Perhaps Candace was having a bad hair day, because the message is clear enough and requires no interpreters.

We all speak the same language, but bebop artists back then spoke differently about Jewish benefactors.

The language was written and performed to the beat of gratitude.

Says Thelonious 111, who was close to Nica and his Jazz great father Monk, “Nica was an angel for Jazz. The Jazz musicians that she helped is too long to count. The testament to how important a human being she was to the Jazz Community is found in the fact that perhaps five or six of the greatest Jazz composers wrote compositions for her.”

As it turned out, more than 20 wrote compositions for her.

Before all that, she was fully European and entirely Rothschild, based in London… one branch of a vast Rothschild Empire.

The name Rothschild is synonymous with wealth, on the grandest scale, but the Rothschilds never forgot their duties to give and give generously as Jews.

As bankers, they supported kingdoms and democracies at a cost of billions…their guests were indeed kings and queens…but when Hitler came, they were not spared.

They too were fatally harmed and dispersed.

Jacob Rothschild, the fourth Baron and author Hannah’s father, remarked: “From generation to generation, we have to start all over again.”

World War Two underway, by then married with five children, Nica joined the fight. She served as a decoder, ambulance driver, and host for Free French Radio.

After that, there was nothing left but to be pampered and enjoy the life of a Rothschild princess.

Not for Nica, as Hannah tells it so masterfully and beautifully.

In London, someone played for her a recording of Thelonious Monk’s “Round Midnight” and Nica was hooked. Her life changed on the spot, and off she went to New York City to become Monk’s mentor. She devoted the rest of her life, nearly 30 years, to Monk and to his friends within the World of Jazz.

She was all in, and never looked back.

Leaving behind husband and children and cutting ties with her Rothschild family, is for others to judge.

Hannah, Nica’s biographer, tells it warts and all, also in a documentary available on YouTube.

In the Jazz World, Nica was a saint.

“She was the center of the Jazz scene,” remembers Monk’s son.

He remembers the Bentley that was always safe, on every street, because it belonged to the “Jazz Princess.”

The Bentley was available to anyone who needed a ride, often to the hospital after a drug overdose. There was that, surely.
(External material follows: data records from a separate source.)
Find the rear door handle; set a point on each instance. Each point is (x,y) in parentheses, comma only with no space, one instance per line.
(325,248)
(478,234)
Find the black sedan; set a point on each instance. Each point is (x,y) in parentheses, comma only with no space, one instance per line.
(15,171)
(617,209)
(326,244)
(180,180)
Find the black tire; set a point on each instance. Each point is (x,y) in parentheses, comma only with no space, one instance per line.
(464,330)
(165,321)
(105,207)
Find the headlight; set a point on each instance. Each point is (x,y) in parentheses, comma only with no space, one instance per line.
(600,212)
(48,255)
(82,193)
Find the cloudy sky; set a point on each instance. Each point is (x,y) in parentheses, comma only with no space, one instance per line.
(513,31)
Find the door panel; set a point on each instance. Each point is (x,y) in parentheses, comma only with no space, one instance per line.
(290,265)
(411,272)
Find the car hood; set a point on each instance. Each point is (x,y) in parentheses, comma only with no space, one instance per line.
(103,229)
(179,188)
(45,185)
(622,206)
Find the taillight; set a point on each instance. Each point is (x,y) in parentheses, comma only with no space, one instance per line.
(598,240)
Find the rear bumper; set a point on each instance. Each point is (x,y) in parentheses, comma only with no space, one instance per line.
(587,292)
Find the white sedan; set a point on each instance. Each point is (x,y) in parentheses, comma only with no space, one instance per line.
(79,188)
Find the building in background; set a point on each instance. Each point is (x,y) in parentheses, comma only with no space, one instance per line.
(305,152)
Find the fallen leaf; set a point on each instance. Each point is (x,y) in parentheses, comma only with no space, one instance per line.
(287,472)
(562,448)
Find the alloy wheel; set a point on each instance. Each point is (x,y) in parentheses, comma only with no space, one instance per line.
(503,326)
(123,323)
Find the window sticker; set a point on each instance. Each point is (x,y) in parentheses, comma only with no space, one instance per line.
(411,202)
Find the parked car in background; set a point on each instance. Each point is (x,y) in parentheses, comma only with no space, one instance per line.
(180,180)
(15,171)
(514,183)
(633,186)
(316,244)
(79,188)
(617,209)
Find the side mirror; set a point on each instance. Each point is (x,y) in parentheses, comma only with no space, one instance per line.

Monk himself liked alcohol and “taking whatever else was around.” No such word about Nica, nor that she was anything besides a platonic mistress.

Her home in Weehawken, New Jersey and her residence in New York’s Stanhope Hotel served as headquarters for Black musicians who needed help or a place to stay.

She used a large part of her fortune paying off their debts, housing them, feeding them, and then always being there for comfort.

Like the rest of her family, she contributed mightily to Jewish organizations, and to the State of Israel.

(Shades of Peggy Guggenheim and the Arts Scene, though never throwing in her entire lot as did Nica for Jazz.)

Monk and all the rest of them idolized this free-spirited Rothschild gone slumming. They wrote music for her, with never a sour note.

That was then. This is now, isn’t it, Mr. Kanye.

New York-based bestselling American novelist Jack Engelhard writes regularly for Arutz Sheva.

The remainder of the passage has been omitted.